Her robo-advisor asset management company, AIM (Automated Investment Management) Inc., founded in 2016, had grown significantly in the fourth year of operation, with the volume of combined assets under management (AUM) jumping three times within months.
“Seeing the rise in numbers, I felt like I finally found a market for our product,” Lee, CEO and founder of the company, said during a recent interview with Yonhap News Agency.
“I thought, I shouldn’t stop here,” she said.
By funeral date, she referred to a self-imposed deadline in seeking a meaningful level of business success and not pursuing a goal indefinitely, she said.
“I had initially decided to give it a try for five years regardless of the outcome,” Lee said. “But with the business expanding exponentially, I had to extend the contract with myself.”
AIM is a wealth management startup that provides advice tailored to individual investors based on an artificial intelligence-powered algorithm.
It now has approximately 700,000 users, or “AIMers,” as Lee affectionately called them, with cumulative assets of 998.4 billion won (US$764 million) as of last Friday.
The company finally turned a profit last year based on robust business with clients, she said, adding expanding business without big investments made the company stronger and more resilient.
AIM raised only around 3.6 billion won in its series A funding round at its initial business stage, due largely to “uncertainties in the country’s fintech industry.”
“Money gets to flow into really reliable and strong companies at a time when there is lack of market liquidity,” she said.
Moving to the United States as a teenager, she did a bachelor’s degree in engineering at The Cooper Union.
Her life in the U.S. got off to a rocky start, with her family going almost bankrupt because of what she said was ill-fated financial advice.
The sudden evaporation of her family’s wealth and ensuing economic hardships brought home the importance of making financially right choices and of having reliable professional help on managing and protecting personal wealth, she said.
After graduating, she worked at Citigroup Asset Management as a quantitative analyst from 2004-06, applying mathematical and statistical methods to help companies make business and financial decisions. Then she moved to Acadian and worked there until Feb. 2011.
Aspiring to have a deeper knowledge of economics, she also studied econometrics at Harvard.
AIM’s primary goal in asset management, Lee said, is to put greater value on long-term investment and reduce risk at a loss of below 10 percent, especially during financially volatile times such as those of late, by building a diverse portfolio.
The company has approximately 12,700 different investment destinations in 77 countries, according to Lee, selected based on analyses of exchange-traded funds listed in the U.S. stock market.

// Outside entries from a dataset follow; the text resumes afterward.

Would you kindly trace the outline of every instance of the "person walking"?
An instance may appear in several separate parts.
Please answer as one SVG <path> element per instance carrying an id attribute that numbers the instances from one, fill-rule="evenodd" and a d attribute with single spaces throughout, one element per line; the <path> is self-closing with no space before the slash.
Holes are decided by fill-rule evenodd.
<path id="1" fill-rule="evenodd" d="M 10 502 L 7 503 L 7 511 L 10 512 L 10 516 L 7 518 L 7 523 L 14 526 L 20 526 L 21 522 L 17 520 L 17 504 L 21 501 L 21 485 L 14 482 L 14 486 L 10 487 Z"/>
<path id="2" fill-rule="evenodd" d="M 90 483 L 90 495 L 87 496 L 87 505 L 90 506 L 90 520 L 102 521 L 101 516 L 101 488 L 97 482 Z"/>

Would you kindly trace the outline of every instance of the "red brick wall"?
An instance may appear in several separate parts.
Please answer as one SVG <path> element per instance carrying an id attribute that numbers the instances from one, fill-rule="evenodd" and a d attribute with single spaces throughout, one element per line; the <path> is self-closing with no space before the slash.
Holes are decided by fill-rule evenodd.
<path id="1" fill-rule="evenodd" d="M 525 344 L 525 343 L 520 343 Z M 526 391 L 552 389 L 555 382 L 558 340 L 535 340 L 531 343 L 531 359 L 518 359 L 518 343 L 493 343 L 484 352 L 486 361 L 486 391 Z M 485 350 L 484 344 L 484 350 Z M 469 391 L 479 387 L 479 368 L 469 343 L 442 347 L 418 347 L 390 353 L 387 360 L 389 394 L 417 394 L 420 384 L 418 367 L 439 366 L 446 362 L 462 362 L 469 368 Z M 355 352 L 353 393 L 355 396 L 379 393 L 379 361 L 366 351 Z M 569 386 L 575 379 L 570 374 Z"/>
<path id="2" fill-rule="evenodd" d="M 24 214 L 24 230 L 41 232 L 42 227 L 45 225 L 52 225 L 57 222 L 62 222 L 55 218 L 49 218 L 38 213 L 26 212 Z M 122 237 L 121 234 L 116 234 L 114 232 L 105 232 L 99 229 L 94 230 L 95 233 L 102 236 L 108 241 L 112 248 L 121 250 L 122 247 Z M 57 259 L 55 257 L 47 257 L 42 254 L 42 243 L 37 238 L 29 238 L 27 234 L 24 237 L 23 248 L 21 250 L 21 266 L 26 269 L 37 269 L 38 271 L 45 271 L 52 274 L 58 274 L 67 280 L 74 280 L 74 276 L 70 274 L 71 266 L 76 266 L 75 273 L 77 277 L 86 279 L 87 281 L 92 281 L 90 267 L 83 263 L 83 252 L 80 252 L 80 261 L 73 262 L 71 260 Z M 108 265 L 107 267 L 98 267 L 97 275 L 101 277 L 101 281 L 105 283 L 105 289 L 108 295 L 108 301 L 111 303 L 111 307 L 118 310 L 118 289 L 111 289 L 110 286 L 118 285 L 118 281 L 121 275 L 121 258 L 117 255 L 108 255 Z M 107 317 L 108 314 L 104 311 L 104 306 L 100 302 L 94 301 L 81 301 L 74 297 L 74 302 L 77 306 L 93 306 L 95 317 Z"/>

AIM charges a 1 percent annual service fee of invested assets, or at a minimum of 50,000 won.
Lee said she sought to bring her years of expertise in managing wealth for institutional investors to South Korean retail investors, adding financial income, not working income, is essential in resolving problems stemming from the widening level of wealth inequality.
“I have four more years to go before the next deadline in 2026. Until then, I will give my all to reach the goal,” she said.